Again, it's important to distinguish between what's natural and what's spiritual. The scriptural envisages natural things stumbling the weak brother - if we leave these things out, then there'll be no occasion for stumbling.
Why does the New Testament scripture exclude the thought of the mixing of natural and spiritual in worship? In many, many incidences, the Holy Spirit is careful to distinguish between the natural and the spiritual for us in the scriptures. No such doctrine can be substantiated from the Word, nor does the idea of His presence permeating our very being have any basis in the scriptures, and being revealed through our natural abilities, and so on. If it isn't established on the solid ground of the Word, there's only one other origin for these ideas.

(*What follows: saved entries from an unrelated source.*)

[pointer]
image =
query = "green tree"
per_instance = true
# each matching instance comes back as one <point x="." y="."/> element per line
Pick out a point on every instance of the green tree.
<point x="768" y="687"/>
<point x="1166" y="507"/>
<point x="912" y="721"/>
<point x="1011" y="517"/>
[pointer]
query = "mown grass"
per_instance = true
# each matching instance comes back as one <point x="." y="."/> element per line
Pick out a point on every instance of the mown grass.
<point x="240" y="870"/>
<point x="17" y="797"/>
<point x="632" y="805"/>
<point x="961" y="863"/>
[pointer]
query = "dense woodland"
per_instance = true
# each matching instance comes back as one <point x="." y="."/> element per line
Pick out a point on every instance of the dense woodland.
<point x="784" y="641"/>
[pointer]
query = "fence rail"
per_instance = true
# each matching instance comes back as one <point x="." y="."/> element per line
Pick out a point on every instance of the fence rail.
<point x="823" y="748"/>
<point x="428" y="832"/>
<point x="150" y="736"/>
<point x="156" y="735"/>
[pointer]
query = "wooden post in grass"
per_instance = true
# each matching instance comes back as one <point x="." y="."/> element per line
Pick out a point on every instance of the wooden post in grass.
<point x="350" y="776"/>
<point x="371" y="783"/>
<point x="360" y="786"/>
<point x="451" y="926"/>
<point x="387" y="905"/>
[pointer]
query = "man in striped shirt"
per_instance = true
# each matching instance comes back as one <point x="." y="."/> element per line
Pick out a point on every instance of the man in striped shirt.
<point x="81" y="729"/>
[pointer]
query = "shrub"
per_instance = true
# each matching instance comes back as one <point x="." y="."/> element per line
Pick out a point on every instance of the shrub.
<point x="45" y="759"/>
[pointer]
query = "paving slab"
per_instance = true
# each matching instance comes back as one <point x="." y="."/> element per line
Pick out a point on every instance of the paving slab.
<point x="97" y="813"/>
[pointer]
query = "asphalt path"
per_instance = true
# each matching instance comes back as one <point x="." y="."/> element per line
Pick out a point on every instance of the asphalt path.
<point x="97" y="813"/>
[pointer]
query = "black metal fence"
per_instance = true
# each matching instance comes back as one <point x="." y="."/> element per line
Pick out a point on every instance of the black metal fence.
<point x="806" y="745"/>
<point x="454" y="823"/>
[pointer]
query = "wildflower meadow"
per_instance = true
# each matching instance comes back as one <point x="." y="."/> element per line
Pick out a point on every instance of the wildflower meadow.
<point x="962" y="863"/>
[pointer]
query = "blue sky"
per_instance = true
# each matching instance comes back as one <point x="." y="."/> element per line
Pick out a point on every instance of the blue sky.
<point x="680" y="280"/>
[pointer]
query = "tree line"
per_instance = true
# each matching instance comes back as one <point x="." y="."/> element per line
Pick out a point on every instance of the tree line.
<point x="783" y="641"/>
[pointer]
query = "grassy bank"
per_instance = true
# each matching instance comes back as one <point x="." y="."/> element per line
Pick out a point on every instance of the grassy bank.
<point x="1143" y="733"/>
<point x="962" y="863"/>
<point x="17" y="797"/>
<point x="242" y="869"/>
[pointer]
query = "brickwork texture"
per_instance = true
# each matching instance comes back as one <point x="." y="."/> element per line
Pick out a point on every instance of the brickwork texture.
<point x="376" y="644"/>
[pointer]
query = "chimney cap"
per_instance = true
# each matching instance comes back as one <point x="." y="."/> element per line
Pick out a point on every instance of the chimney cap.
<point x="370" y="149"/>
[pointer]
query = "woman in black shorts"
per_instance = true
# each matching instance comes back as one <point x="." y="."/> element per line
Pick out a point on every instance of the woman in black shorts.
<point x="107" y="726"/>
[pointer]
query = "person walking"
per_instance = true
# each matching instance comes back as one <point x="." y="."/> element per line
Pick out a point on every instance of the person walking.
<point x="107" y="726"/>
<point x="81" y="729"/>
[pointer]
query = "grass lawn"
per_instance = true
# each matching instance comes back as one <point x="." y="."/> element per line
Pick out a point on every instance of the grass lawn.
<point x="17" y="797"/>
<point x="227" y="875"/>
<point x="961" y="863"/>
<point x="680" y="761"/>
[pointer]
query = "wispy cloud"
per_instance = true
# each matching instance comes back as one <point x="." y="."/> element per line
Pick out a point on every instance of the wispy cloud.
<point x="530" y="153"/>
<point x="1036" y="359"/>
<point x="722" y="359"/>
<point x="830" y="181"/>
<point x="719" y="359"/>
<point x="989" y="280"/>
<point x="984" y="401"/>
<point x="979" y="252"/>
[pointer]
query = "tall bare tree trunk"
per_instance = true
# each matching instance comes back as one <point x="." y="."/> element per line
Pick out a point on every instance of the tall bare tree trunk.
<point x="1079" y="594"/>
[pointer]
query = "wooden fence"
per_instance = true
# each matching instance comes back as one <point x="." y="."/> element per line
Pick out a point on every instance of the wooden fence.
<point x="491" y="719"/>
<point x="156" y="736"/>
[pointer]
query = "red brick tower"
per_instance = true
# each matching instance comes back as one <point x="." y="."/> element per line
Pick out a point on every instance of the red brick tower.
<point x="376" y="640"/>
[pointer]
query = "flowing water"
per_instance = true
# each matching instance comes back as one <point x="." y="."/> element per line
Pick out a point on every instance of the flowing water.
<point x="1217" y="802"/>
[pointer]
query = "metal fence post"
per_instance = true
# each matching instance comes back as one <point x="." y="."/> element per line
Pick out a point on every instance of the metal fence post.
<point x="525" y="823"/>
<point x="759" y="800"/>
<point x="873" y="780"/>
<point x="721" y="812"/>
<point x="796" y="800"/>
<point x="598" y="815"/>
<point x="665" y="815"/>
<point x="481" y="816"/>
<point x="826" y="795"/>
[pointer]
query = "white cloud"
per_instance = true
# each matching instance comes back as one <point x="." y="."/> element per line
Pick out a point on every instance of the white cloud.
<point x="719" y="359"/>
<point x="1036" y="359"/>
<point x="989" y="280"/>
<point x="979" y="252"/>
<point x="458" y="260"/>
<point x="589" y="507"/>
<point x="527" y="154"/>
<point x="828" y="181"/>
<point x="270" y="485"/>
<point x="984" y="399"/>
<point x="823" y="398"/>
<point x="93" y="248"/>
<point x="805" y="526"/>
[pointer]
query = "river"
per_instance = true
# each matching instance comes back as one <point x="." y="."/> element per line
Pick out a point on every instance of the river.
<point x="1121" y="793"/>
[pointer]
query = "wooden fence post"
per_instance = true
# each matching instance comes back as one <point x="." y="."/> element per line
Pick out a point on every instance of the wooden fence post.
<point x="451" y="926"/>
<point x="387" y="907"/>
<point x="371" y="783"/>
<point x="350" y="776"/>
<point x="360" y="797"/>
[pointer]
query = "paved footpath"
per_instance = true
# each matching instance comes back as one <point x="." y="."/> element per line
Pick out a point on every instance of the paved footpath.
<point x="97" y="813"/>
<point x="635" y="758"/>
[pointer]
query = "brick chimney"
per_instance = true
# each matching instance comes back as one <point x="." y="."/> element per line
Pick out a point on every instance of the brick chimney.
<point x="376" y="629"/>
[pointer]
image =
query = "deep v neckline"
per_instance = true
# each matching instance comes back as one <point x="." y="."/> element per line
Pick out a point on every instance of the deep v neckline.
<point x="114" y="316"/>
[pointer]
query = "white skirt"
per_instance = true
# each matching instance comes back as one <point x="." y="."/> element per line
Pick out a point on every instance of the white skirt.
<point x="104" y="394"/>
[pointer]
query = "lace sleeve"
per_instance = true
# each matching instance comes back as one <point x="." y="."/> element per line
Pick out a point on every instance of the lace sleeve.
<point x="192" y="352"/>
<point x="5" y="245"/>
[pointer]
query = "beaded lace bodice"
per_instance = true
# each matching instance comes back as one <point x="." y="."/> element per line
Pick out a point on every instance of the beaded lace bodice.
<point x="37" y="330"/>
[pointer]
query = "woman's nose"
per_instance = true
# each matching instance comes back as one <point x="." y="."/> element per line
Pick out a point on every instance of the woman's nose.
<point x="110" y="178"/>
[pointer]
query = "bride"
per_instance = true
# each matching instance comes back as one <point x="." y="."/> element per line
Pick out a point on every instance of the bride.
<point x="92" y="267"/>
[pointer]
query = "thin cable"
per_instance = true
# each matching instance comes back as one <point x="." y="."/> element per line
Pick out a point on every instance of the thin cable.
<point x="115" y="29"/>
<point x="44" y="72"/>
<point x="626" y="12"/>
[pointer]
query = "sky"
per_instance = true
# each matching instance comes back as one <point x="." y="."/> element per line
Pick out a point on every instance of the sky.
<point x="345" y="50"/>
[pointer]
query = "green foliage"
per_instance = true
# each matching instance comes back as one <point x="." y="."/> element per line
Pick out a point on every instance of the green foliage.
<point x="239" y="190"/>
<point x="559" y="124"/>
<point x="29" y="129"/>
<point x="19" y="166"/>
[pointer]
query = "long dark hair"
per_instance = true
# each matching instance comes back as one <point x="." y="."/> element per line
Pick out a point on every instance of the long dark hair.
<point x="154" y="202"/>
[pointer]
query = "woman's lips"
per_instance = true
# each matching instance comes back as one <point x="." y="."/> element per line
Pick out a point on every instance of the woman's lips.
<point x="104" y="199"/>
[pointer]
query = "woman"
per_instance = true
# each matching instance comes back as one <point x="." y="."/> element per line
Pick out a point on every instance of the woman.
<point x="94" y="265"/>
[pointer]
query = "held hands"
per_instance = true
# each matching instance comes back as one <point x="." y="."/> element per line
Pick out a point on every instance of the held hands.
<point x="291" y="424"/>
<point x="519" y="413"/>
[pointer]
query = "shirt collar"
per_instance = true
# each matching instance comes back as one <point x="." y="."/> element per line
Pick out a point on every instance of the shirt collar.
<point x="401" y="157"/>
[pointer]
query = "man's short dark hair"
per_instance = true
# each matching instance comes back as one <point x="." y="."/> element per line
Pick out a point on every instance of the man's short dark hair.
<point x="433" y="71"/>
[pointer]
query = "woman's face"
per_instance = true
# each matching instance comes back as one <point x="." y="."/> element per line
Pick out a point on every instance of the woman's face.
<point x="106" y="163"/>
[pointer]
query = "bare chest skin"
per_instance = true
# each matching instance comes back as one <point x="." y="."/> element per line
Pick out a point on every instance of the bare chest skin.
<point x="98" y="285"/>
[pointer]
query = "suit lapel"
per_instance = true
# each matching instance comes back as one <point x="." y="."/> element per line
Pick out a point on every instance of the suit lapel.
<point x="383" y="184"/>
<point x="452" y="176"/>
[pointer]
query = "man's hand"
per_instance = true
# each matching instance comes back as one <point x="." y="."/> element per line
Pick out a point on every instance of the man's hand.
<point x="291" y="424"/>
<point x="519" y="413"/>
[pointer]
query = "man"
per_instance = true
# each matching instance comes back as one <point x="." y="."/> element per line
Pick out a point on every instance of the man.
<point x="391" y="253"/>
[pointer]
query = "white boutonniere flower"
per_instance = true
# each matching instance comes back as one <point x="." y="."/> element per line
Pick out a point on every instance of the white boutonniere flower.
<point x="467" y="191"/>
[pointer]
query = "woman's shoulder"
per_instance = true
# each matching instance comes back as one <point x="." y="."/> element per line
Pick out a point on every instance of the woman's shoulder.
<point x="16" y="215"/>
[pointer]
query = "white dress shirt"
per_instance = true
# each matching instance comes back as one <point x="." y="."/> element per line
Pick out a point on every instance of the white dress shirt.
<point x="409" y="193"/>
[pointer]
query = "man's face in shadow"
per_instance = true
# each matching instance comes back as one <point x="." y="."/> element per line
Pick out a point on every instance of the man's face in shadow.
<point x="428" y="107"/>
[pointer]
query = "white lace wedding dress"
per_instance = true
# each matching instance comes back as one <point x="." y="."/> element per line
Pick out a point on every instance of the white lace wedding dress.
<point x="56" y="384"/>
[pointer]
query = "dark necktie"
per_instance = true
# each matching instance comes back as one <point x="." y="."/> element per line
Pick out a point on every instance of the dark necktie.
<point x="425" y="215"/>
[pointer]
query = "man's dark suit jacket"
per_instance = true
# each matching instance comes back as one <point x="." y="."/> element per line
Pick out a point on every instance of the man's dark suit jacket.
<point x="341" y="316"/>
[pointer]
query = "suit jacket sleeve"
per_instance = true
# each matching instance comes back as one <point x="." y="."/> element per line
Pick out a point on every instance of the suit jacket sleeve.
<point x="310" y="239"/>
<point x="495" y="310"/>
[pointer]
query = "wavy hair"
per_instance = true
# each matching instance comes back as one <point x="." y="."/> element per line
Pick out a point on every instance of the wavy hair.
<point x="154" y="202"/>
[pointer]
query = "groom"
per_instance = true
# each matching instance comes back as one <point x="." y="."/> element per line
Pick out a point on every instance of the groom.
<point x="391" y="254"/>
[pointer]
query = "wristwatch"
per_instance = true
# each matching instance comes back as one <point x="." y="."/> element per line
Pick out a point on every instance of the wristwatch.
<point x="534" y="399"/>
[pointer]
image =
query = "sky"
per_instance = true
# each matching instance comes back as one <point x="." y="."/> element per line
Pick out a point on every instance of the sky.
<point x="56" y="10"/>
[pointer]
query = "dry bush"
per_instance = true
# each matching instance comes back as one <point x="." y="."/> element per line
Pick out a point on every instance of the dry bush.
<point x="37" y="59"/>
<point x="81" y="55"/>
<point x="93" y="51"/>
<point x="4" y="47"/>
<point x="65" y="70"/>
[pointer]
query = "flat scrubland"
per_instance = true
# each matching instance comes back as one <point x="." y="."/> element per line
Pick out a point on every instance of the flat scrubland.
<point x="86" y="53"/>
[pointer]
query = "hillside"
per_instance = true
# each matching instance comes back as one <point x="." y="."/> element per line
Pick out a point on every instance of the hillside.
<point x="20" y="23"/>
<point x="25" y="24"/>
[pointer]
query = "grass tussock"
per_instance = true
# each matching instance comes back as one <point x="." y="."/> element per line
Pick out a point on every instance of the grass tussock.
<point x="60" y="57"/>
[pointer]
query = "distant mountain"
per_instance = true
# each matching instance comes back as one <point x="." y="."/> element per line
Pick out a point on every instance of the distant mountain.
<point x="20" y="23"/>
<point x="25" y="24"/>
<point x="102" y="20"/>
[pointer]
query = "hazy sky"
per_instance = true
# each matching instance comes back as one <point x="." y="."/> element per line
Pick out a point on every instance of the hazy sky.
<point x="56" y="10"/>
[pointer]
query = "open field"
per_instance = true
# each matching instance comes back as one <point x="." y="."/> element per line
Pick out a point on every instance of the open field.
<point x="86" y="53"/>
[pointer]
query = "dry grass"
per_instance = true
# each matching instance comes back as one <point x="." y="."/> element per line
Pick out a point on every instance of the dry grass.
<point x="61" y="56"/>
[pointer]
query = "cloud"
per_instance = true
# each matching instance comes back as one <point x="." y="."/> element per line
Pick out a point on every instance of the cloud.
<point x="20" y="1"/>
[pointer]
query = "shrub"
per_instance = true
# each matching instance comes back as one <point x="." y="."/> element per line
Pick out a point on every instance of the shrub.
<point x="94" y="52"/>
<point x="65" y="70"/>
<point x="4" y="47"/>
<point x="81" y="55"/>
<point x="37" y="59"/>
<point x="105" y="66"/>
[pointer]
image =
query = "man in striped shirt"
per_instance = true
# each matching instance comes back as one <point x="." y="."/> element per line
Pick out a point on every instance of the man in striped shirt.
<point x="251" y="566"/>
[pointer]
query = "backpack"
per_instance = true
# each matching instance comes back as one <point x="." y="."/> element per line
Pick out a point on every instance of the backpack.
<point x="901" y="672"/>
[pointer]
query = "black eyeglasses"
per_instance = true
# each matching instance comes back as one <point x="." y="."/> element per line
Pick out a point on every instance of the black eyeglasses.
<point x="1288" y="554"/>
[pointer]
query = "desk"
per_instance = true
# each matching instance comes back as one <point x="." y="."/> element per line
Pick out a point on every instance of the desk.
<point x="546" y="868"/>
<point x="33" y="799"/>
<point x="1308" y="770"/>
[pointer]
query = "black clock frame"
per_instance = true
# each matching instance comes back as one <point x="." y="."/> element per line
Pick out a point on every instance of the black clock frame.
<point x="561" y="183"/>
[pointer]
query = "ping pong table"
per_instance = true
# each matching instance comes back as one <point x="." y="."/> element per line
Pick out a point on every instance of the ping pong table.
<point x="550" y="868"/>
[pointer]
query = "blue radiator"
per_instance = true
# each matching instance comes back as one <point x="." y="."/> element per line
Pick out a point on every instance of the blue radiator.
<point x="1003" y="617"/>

Well, brethren, I'm going to take moderator action on myself now and not post anymore on this thread. I feel that I've said everything that I can say, and it's on the record of the discussion. Perhaps brethren looking on might think all this has been a waste of time. Personally though, I've found the discussion very profitable - it's made me search the scriptures, and take things into the presence of God in prayer. It's made me appreciate the assembly more than ever. Most of all, it's given me a fresh appreciation of the Lord Jesus and the Holy Spirit. I'm glad of that, and I'm glad of the patience and grace of the brethren in discussing these things with me.
I, too, have searched scripture in this exercise and it has been very beneficial for me also. It has been a blessing, as it always is to search out truth. I greatly appreciate Grant's convictions on this subject and his attitude with which he espoused them. Well done Brother!
It isn't mentioned that Jesus ever bathed or even had a shower, or brushed his teeth, so should we refrain?
With Holy Spirit in a life, there is a new natural, and it isn't putrid infected with sin, but is a pleasing aroma to God when offered to Him in worship...wholly acceptable in His sight, praise the Lord!
The New Testament doesn't exclude anything of the sort. The doctrine of no musical instruments in worship is a man-made doctrine of austere proportions, fueled by legalism and a religious spirit...and perhaps an undercurrent of fear.
That the Holy Spirit permeates "our very being" and is revealed in all that we do is completely scriptural! A person filled with Holy Spirit shows it in his or her face, and eyes, and all that he or she does and says is coloured with His glory and empowered by Him. He permeates us, which is one meaning of the word, "pleroo", "be filled" from Ephesians 5:18, which is applicable.
Besides, the fruit of the Spirit is evident, physically in these ways: love, joy, peace, patience, kindness, goodness, gentleness, faithfulness and self-control. If that isn't evidence of Holy Spirit permeating our very being, nothing is.